Eloisa's castration is then Pope's statement on the fate eighteenth-century women could expect if they acted on their desire: the loss of their freedom of movement, voice, and sexual choice. In "Portrait of a Rebel," Nancy McNeal calls Eloisa "a medieval free spirit who rebels against religion and the societal conventions of her era" (145). And Eloisa's physical confinement is an expression of her punishment for breaking those taboos. Eloisa's forced religious vows are not only a symbolic attempt to castrate her sexual impulses, but also an attempt to castrate her self control. While Eloisa entered willingly into her affair with Abelard, she entered the Church against her will, but with her eyes "fix'd" (116) on Abelard instead of on the Cross. Thus, Eloisa begins her rebellion at the moment of her symbolic castration. This rebellion forms the basis of the suffering Eloisa endures as she tries to choose between her lover and her God. Francus is careful to point out that Pope would likely not have intended Eloisa's death as a reward for her suffering because to do so would promote "sexual promiscuity and theological rebellion" (482, note 10). It is more likely that Pope intended to leave the poem's ending unresolved so the reader, like Eloisa, continues to struggle for a solution. Francus and other critics argue that thus the poem "may stop, but it does not end" (482, note 10).

Works Cited
Brückmann, Patricia Carr. "'Religious Hope and Resignation': The Process of 'Eloisa to Abelard'." English Studies in Canada 3.2 (1977): 153-63.

Ferguson, Rebecca. The Unbalanced Mind: Pope and the Rule of Passion. Philadelphia: U of Pennsylvania P, 1986.

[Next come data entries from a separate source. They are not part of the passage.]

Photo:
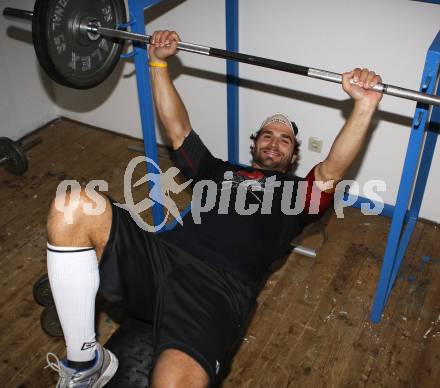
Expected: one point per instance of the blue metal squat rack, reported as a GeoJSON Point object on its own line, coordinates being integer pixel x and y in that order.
{"type": "Point", "coordinates": [424, 133]}
{"type": "Point", "coordinates": [421, 146]}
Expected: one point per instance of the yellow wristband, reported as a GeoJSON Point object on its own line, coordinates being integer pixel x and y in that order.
{"type": "Point", "coordinates": [157, 64]}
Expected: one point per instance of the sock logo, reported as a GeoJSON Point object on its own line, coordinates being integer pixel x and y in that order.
{"type": "Point", "coordinates": [88, 345]}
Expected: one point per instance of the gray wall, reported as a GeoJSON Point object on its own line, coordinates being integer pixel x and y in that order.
{"type": "Point", "coordinates": [26, 94]}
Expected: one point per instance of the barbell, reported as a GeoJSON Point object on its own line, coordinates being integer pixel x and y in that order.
{"type": "Point", "coordinates": [78, 43]}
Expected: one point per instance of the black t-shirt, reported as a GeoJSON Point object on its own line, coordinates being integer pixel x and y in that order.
{"type": "Point", "coordinates": [245, 245]}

Francus, Marilyn. "An Augustan's Metaphysical Poem: Popes' Eloisa to Abelard." Studies in Philology 87.4 (1990): 476-91.

Jeffrey, David K. "A 'Strange Itch in the Flesh of a Nun': The Dramatic Movement and the Imagery of Pope's 'Eloisa to Abelard'." Ball State University Forum 16.4 (1975): 28-35.

Krieger, Murray. "'Eloisa to Abelard': The Escape from Body or the Embrace of Body." Eighteenth-Century Studies 3.28 (1969): 28-47.

McNeal, Nancy. "Imagery in Eloisa and Abelard: Portrait of a Rebel." Journal of Evolutionary Psychology 1.3 (1980): 145-51.

Merrett, Robert James. "Irony and Theology in Eloisa to Abelard." Wascana Review 18.1 (1983): 40-51.

O'Hehir, Brendan. "Virtue and Passion: The Dialectic of Eloisa to Abelard." Essential Articles for the Study of Alexander Pope. Ed. Maynard Mack. Revised and enlarged ed. Essential Articles Ser. Hamden, CT: Archon-Shoestring, 1968. 333-49.

Pope, Alexander. "Eloisa to Abelard." Eighteenth-Century English Literature. Ed. Geoffrey Tillotson, Paul Fussell, Jr., and Marshall Waingrow. Fort Worth: Harcourt, 1969. 602-606.
1 In "Portrait of a Rebel," Nancy McNeal asserts that Eloisa's repeated exclamatory use of the word "come" throughout the poem indicates that she does indeed reach sexual climax several times (148, 149).